Яшка! хохотнул санитар. Басурмана спьяну притащил. В юбке!
Выкидывай его отсюда на хрен, раздался совет с носилок.
Даль возмутился:
Не басурмана. А раненого.
Лицо шотландца было бело. Бакенбарды обрамляли его, как языки пламени. Глаза вперились в потолок. Обозначились желваки.
Уважаемый сэр, заговорил Даль по-английски. Вы слышите?
Раненый, видимо, переживал то, что называли «болевым аффектом». Даль приложил к шее пальцы. Поразился: кожа была холодна. Большая кровопотеря? Даль задрал ему куртку и рубаху. Казацкая пика прошла сквозь бок. Если задела печень, то бедняга доживает последние мгновения. Тело было бело почти мертвенной бледностью. Значит, все-таки задета печень.
Опий! крикнул Даль.
Но на куртке и рубахе крови не было. Не было и на юбке.
«Занятный случай», подумал Владимир Иванович.
Ибо, как справедливо говорится, кому война, а кому мать родна.
Военным хирургам она уж точно была матерью. Каждая стычка давала опыт: ампутаций, трепанаций, остановки кровопотери, накладывания жгутов, очистки ран. С каждым боем все это ты научался проделывать все лучше, все быстрее. Война закаляла руку. Заостряла глаз. Подкидывала интересные случаи. Заставляла находить новые методы. Искать. Открывать. Двигать медицину вперед.
«Очень, очень занятно».
Владимир Иванович решил повременить с опием. Тем более раненый шотландец не орал, а сносил боль достойно. Возможно, даже удастся спасти.
А раненые все прибывали.
Пальцы едва слушались. Жгут норовил выскользнуть. Он затянул его, отметив: придется пилить по голени. И тут же забыл, что подумал. Воздух вибрировал от стонов, криков, брани. Даль собрал мысль заново.
Пилить по голени, повторил вслух. В надежде, что фельдшер или санитар услышит, накорябает записку, не забудет.
Покачнулся. Перед глазами заплясали мушки.
Тела, тела, тела. Еще живые. Или уже неживые. Ему показалось, он услышал свисток снаружи, в отдалении.
Похожий на тот, которым он подзывал носилки.
«Но ведь я здесь», тупо удивился. Понял: сознание начало шутить.
Его мутило.
Пахло мясом. Поверх йода, поверх камфары. Нестерпимо пахло мясом. И кишками.
Даль, едва не оборвав полог, выскочил из палатки. Его вырвало желчью на собственные сапоги.
А потом его поразила тишина.
Сперва он подумал, что не заметил ничего, занятый ранеными. Но потом увидел: не только он! Все были растерянны.

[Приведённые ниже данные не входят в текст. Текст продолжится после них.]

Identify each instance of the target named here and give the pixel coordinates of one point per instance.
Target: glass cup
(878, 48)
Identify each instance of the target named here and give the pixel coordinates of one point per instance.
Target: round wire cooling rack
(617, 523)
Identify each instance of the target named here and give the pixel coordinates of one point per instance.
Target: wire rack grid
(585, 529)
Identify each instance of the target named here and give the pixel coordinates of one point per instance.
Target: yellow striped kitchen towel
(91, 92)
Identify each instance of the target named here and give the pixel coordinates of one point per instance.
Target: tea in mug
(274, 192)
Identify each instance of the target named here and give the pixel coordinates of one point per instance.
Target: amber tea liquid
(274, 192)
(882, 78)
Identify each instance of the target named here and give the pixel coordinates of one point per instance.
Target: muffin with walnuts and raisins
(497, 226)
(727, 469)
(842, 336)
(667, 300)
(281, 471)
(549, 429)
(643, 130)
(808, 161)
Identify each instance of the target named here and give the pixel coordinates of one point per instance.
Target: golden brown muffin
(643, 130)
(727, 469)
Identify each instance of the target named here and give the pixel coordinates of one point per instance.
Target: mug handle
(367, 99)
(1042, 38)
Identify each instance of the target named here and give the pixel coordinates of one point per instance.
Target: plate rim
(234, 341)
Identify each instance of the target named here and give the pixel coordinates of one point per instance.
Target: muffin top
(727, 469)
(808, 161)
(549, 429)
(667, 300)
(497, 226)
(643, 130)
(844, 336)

Ночная тьма сменилась синей, предрассветной. Солдаты стояли группками или порознь. Таращились. Казаки опирались на пики, недоуменно дергали себя кто за чуб, кто за ус. Офицеры исподтишка оглядывались, прикрикивая без уверенности:
Спасибо, братцы. Славно дрались. А теперь идемте. Нечего смотреть.

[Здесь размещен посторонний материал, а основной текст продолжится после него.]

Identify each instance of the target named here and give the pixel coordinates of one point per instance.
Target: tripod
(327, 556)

Артиллеристы взобрались на орудия, но и это не проясняло дела.
Как будто невидимая рука просто вырвала страницу с описанием боя.

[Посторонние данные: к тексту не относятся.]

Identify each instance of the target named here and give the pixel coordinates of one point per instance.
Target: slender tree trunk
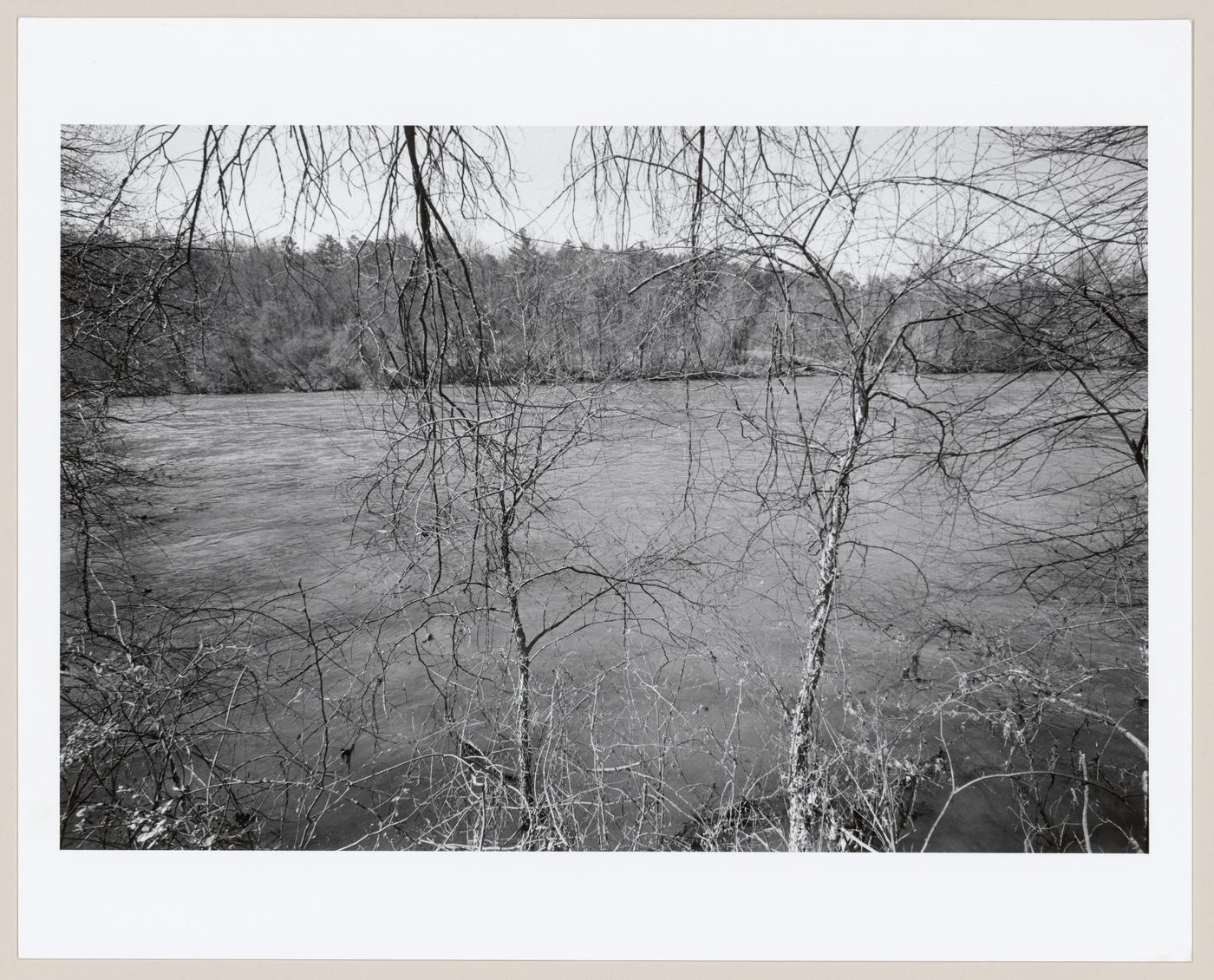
(804, 813)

Неприятеля не было вообще.
Если не считать убитых. Красные куртки шотландских стрелков выделялись на изрытом снегу. Но забрать тела никто не спешил.
Одно слово порхало над всеми, как воробей: опять опять опять
Что ж это за кампания такая?
Полковник Тучков, замызганный и забрызганный кровью, шел к штабной палатке. Увидев, что командир повернул, солдаты и офицеры потянулись к палаткам. На всех лицах сквозь усталость проступало недоумение. Ловко отступить одно. Чеченцы ускользали в горы тоже внезапно и ловко. Но бросать своих мертвых? Есть же воинская честь.
Паскуды, сплюнул ефрейтор в перепачканном мундире. Нехристи.
Всем остальным тоже это показалось нехорошо и странно.
Что за курьезная тактика, задыхаясь, бежали за Тучковым адъютанты, придерживая на боку саблю. Каждый день одно и то же. Вот и опять Ровно в полночь начинать Зачем? Хотя знают, что мы знаем Вот и опять Ровно перед рассветом опять ни души Какая цель?
Возможно, они пришлют парламентеров позже? крикнул Тучкову Даль. За телами.
Но никто в его сторону и не глянул.
Тучков кивнул адъютанту:
Похороним всех своей командой. Отрядите Морозова. Не впервой. Поп всех отпоет. Господь Бог сам разберется, кто чей.
И пленных ни одного, тихо отметил адъютант. Опять.